NIACE sets out priorities to tackle Skills Commission’s ‘strategic alerts’

23rd September 2014

NIACE has responded to the interim findings of the Skills Commission’s latest inquiry into Skills & the Changing Structures of Work which has identified four key ‘strategic alerts’ that the Commission believes ‘require urgent attention from all players in the skills system’.

David Hughes, Chief Executive of NIACE, said:

“We are pleased to see that the Skills Commission agrees with us that the current skills system is not fit for purpose. Our priority actions for the next Government have been laid out in our Manifesto. These include our call for a new UK Government department responsible for education, skills and work. We believe this new single department of state should negotiate outcome agreements with local partners for skills, jobs and inclusion to give new freedoms to further and higher education, and Work Programme providers to support people to get the skills and learning they need to be successful in the labour market and life.

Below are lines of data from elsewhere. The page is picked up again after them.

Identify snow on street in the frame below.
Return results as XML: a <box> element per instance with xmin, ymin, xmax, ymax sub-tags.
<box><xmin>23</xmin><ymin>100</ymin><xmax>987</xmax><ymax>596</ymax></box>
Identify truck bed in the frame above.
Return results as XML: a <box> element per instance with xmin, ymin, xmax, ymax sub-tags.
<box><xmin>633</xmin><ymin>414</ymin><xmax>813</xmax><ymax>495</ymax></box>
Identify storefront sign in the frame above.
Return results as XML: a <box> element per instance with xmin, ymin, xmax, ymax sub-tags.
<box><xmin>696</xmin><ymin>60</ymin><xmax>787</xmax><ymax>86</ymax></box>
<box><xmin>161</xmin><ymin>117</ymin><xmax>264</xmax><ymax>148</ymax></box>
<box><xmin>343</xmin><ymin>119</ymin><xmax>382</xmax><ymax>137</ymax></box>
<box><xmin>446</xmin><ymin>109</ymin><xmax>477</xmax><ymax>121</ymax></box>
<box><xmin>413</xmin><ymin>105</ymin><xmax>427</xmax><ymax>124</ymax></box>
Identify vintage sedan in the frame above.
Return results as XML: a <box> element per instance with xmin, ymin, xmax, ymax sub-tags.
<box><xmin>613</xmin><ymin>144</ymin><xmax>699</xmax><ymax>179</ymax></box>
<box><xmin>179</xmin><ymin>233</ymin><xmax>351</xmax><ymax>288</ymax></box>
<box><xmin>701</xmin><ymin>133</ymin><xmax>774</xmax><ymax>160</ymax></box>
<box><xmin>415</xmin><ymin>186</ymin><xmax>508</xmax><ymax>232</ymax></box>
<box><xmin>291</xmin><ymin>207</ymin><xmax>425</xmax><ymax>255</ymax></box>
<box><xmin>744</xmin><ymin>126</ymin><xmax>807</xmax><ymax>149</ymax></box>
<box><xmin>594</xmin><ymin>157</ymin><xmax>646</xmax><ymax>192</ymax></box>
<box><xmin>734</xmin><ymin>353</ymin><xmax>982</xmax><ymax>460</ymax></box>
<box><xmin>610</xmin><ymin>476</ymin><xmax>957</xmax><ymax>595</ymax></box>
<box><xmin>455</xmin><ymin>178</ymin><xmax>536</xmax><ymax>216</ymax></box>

“This new localism, where combined authorities will work with reformed Local Enterprise Partnerships (LEPs) and local employers can inject energy into economic and skills strategies which will support local labour market needs and local communities. In all of this we want people to have more say over their own learning and development, taking responsibility and having the information and support to make decisions about their lives and work.

“It’s critical that we break down the ‘significant barriers’ that the Skills Commission has highlighted and ensure we have a skills system that addresses current and future skills shortages and skills gaps, leading to a sustained and vibrant economic recovery and delivers prosperity for all.”

The four strategic alerts the Skills Commission has highlighted are:

  1. Uncertainty around the responsibility for training in an increasingly flexible labour market.
  2. Declining social mobility owing to a reduction in the alignment of skills provision to work.
  3. Fragmentation in the system making it difficult for employers to engage.
  4. Alarming policy dissonance between different central Government departments.